Half-duplex transmission is mainly used in a current wireless communications system such as a WI-FI system or a Long Term Evolution (LTE) system. Signal sending and receiving cannot be simultaneously performed on a same time-frequency resource in the half-duplex transmission. In the other approaches, a full-duplex transmission method used in a WI-FI system is described, and signal sending and receiving can be simultaneously performed on a same channel in the WI-FI system. Because WI-FI transmission may occupy the entire channel, and does not need frequency multiplexing, resource allocation is fixed, and user equipment needs little time to prepare to transmit a signal. Therefore, after detecting or receiving some preambles, the WI-FI system can immediately transmit a signal in order to implement full-duplex transmission.
However, the foregoing full-duplex transmission solution is applicable to only the WI-FI system, and is inapplicable to an LTE system that needs frequency multiplexing, because resource allocation in the LTE system needs to be dynamically determined, and user equipment needs to perform rate matching according to a size of an obtained transport block. Compared with the WI-FI system, in the LTE system, the user equipment needs more time for resource configuration. In a frequency division duplex (FDD) mode in a current LTE system, for uplink scheduling, a base station sends uplink scheduling information to user equipment four milliseconds (ms) earlier, and for downlink scheduling, the user equipment needs to obtain in advance scheduling-related information from the base station, for example, a channel state indication (CSI), a cache size, and a scheduling resource. Downlink scheduling information and downlink data may be transmitted in a same subframe. A scheduling process in the FDD mode may be applied to the LTE system to implement full-duplex transmission. For example, n is a natural number. In an (n−4)th subframe, the base station sends uplink scheduling information for transmitting an uplink channel in an nth subframe, and the base station transmits downlink scheduling information in the nth subframe at the same time. In this way, the user equipment can simultaneously perform signal sending and receiving in the nth subframe.

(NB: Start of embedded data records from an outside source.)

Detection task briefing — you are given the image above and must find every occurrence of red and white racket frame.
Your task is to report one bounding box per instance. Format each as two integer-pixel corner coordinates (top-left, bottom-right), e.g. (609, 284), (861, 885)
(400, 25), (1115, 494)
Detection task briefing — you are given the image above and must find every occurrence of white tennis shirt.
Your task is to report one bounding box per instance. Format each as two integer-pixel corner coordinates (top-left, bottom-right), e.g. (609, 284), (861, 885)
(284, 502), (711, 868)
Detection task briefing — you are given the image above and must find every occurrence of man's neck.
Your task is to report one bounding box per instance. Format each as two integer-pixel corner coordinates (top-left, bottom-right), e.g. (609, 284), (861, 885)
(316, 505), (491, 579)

In the described full-duplex transmission solution implemented in the LTE system, when sending the uplink scheduling information in the (n−4)th subframe, the base station is still unsure of whether there is also downlink transmission in the nth subframe for the same user equipment. In addition, there are different transmission power requirements for uplink transmission in the full-duplex transmission and that in the half-duplex transmission. As a result, the base station is unsure of whether there is a problem of self-interference cancellation in the uplink transmission in the nth subframe in the full-duplex transmission. Consequently, uplink channel power control in the nth subframe cannot be correctly set. Because imprecise power control results in intense self-interference, and the self-interference is hard to be canceled, downlink data is undetectable. Consequently, in the other approaches, in the full-duplex transmission implemented in the LTE system, a system gain is extremely low.